Let me give two earthly glimpses of the Trinity. They won’t exactly make us understand — as Augustine said, if you think you’ve understood God, it’s not God you’ve understood — but may help illuminate the question.

The first involves a table laid for a banquet. A Christmas banquet. The tables are rough, as they often are in soup kitchens. But they are carefully laid with clean white cloths, bright green napkins and the finest red plastic glasses available. Turkey, cranberries and potatoes are everywhere, and all the chairs are filled. Some of the guests are strangers to one another; they come from varied backgrounds, some well-dressed, some wearing the t-shirts and jeans of the ages. It doesn’t matter; all are welcome and all are smiling.

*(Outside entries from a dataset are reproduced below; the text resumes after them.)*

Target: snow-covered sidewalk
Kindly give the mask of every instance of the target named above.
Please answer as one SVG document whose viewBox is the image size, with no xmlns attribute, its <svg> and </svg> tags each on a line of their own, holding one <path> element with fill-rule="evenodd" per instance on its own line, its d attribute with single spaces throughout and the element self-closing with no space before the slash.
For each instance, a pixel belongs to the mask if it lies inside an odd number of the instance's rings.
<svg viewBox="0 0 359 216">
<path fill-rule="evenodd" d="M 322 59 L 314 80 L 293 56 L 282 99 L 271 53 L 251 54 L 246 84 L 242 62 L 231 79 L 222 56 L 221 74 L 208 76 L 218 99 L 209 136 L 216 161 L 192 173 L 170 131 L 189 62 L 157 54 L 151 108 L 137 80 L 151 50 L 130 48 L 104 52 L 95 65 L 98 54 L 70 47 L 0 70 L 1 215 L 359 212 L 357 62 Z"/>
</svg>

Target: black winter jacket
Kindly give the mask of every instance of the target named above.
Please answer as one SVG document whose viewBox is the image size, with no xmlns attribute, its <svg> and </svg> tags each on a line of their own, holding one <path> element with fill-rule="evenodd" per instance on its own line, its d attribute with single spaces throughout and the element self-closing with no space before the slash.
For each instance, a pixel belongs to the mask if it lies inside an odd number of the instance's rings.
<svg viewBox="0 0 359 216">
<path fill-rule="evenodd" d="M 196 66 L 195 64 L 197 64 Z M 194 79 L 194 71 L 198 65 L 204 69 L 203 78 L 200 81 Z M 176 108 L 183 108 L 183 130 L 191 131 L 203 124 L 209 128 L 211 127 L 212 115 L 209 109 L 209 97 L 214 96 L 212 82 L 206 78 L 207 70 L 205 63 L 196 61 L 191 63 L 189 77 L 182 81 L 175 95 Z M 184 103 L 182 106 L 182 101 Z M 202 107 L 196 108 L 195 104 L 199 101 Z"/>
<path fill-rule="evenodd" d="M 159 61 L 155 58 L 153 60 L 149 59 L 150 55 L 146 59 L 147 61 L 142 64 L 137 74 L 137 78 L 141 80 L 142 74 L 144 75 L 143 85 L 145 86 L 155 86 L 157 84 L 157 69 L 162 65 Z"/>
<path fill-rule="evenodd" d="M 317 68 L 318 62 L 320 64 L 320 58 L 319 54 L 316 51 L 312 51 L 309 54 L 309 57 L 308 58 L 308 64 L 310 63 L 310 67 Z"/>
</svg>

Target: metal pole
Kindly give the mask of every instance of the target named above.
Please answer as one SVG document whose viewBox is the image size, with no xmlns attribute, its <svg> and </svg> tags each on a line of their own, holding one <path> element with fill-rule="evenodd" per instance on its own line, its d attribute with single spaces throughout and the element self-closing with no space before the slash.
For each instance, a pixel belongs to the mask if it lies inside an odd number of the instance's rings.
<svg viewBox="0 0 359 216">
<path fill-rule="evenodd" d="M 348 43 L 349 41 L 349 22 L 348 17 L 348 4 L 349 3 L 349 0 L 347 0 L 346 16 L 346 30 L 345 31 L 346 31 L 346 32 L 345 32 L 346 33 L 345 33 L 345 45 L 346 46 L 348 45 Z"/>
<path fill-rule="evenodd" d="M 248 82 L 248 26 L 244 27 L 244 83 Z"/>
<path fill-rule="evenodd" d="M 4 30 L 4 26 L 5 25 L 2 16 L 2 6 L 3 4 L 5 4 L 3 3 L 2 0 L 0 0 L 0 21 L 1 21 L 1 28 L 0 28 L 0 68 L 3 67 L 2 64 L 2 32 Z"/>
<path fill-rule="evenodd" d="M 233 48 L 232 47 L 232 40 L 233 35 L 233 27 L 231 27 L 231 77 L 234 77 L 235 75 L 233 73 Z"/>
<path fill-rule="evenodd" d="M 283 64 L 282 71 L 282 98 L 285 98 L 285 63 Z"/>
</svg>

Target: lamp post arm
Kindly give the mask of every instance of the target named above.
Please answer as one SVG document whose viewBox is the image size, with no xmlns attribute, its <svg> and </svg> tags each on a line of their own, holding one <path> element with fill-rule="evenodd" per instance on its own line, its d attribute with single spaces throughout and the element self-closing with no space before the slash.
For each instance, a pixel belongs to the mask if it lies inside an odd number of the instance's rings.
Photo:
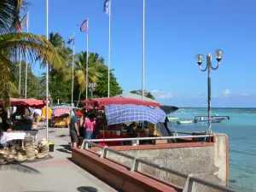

Especially so is Doreen, sitting at the head of one table. People tend to sit at a certain distance from her, owing to the rather strong smell of her body. She lives alone with — as is later discovered — a record number of cats for a single apartment. As she digs into Christmas cake, Doreen exclaims aloud: her slice contains a tiny golden crown! She is crowned Queen of Christmas! Already happy, she is now bursting with joy, transformed into a radiant flame. Her beauty is astonishing.

It’s the hospitality of Abraham, who entertained angels. People sitting around a table, not just any table but the table at which God welcomes humans to eat and drink together with each other and with Him. Those who accept this invitation are alight, fully alive, fully present to themselves and one another. 

In Andrei Rublev’s icon of the hospitality of Abraham, three figures sit around a round table, in perfect relationship with other, each looking at the other, all welcoming the guest — you and me, the people gazing at the icon. On the table is a cup, the chalice of Christ. The three are complete, an equilateral triangle in a circle. But they are also open, waiting for us to sit with them. There is no icon of the Trinity, but this icon gives a glimpse of who the Trinity is.

No wonder Fr. Peter would die without the Trinity. God is relationship; God is welcome; God is love perfect in itself, but perfectly open to receive the other. When we enter into that welcome, we become who we were meant to be.

The second glimpse features a brief bus ride. As I hop onto the bus, I greet the driver. She responds pleasantly. I sit within talking distance, as nobody else is on the bus, and I’m not going far.

We discuss the weather, in true Canadian fashion, and in the process she reveals that she lived in the country once. She had her three kids there, began and ended her marriage there. Calmly enough, her eyes turned away from me and towards the traffic, she remarks that her youngest is in anger treatment and she won’t be seeing the child till he is 18. The two older kids, both teenagers, have problems of their own, and are having a hard time; all three were abused by their father, as was she. 

All this comes out in the time it takes to drive three blocks. A crown of pain. I think about that four-year-old being sent away, removed from both parents. But if I have any temptation to judge her for that decision, her final remark brings me up short. She is saying how much she misses him, and what a sacrifice it was to lose him. She feels that letting him go would give him a better chance than his elder siblings had. Though she is composed, the suffering of this story is written into her body. 

A woman on the cross, acting out of love as best she can. On the cross the Trinity is revealed: the relationship of love which is God. This love becomes tragic when it enters the brokenness of humanity. Yet it is not broken. It suffers death, yet brings life. It takes on woundedness, yet brings healing. It’s a love that cannot be understood, but can be received. It’s a love that turns everything upside down. 

St. Philaret of Moscow said “the Father is crucifying love, the Son is crucified love, the Holy Spirit is the invincible love of the cross.”

Trinity Sunday, the Sunday after Pentecost, leads us back into Ordinary Time.  There’s nothing ordinary about the power of this love that welcomes the stranger, transforms the sufferer, calls humans to love even on the cross. Still, it’s the ordinary stuff of our lives. We would die without the Trinity.